Bio: Ekaterina Kochmar is a Lecturer at the Department of Computer Science of the University of Bath, where she is part of the AI research group. She conducts research at the intersection of artificial intelligence, natural language processing and intelligent tutoring systems. She is the also the President of the Special Interest Group on Building Educational Applications (SIGEDU) of the Association for Computational Linguistics.
Prior to that, she has been working as a post-doctoral researcher at the ALTA (Automated Language Teaching and Assessment) Institute, University of Cambridge, focusing on the development of educational applications for second language learners. Her research contributed to the building of Read & Improve, a readability tool for non-native readers of English.
She is also a co-founder and the chief scientific officer of Korbit AI, focusing on building an AI-powered dialogue-based tutoring system capable of providing learners with high-quality, interactive and personalised education in STEM subjects.
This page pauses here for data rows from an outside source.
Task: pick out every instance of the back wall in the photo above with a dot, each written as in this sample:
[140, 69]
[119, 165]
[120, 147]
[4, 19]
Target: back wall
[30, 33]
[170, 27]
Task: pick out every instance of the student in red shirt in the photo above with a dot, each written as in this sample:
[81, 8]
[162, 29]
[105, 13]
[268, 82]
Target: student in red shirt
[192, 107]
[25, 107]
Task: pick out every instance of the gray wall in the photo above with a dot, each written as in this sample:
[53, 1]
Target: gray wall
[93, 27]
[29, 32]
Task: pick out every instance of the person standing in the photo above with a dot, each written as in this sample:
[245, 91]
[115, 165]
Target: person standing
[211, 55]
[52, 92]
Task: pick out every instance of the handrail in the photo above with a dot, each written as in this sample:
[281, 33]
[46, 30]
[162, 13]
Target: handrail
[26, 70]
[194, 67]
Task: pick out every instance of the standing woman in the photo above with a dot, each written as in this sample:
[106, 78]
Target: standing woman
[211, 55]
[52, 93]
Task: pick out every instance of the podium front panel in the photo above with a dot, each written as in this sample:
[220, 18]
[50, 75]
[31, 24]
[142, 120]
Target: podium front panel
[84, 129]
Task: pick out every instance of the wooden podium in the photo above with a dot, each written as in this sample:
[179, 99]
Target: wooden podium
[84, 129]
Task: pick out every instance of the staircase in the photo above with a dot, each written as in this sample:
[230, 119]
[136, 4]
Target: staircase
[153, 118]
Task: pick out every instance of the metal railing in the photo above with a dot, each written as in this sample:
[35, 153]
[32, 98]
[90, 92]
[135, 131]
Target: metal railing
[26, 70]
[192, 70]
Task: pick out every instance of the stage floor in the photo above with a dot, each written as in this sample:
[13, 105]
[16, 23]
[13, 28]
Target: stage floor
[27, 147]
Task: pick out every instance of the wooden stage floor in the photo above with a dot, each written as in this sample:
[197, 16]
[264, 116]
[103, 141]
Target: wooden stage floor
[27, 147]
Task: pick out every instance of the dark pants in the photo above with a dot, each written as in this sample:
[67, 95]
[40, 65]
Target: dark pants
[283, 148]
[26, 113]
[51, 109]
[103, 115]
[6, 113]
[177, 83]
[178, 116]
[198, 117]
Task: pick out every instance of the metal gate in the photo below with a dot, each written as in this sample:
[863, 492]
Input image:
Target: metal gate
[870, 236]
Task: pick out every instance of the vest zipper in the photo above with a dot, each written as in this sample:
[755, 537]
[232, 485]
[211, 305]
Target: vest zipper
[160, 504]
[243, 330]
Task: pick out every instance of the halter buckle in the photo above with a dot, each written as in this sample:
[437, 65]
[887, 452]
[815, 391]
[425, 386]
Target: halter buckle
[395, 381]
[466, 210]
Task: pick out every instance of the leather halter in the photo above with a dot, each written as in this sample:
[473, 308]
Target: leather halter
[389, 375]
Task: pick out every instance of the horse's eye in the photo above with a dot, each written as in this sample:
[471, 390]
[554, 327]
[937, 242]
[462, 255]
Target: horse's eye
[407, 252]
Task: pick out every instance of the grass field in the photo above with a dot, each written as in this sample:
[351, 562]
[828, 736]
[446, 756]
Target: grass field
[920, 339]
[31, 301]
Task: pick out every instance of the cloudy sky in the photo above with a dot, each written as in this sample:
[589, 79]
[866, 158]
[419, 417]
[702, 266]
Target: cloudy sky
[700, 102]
14:30-15:00 Project Talks 2
DEliberation Enhancing Bots, Georgi Karadzhov
Next generation solutions to disinformation: group dynamics as the new frontier., Ruurd Oosterwoud
15:00-15:30 Coffe Break
15:30-16:15 Keynote 5: Interactional dynamics in deliberative dialogues, Shauna Concannon
To consider how technology might support humans to deliberate more effectively, it is necessary to understand the interactional dynamics that underpin deliberative dialogues. Negotiating oppositional perspectives in conversation requires subtle linguistic and pragmatics skills. In this talk, I will begin by presenting previous work on deliberation in human-human dialogues, including experiments that test how different pragmatic strategies relating to politeness and speaker certainty impact on the resulting deliberation. I will then discuss more recent work, which applies an interactional linguistics perspective to the study of human-chatbot interactions and explore the potential implications for the use of chatbots in deliberative contexts.
Shauna is an interdisciplinary researcher, combining approaches from linguistics, psychology and human-computer interaction to study the communication of information in online discussions and human-chatbot interactions. They are an assistant professor in Computer Science and Digital Humanities at Durham University. Prior to this they worked on the Giving Voice to Digital Technologies project at the University of Cambridge and completed a PhD on disagreement in dialogue at Queen Mary, University of London.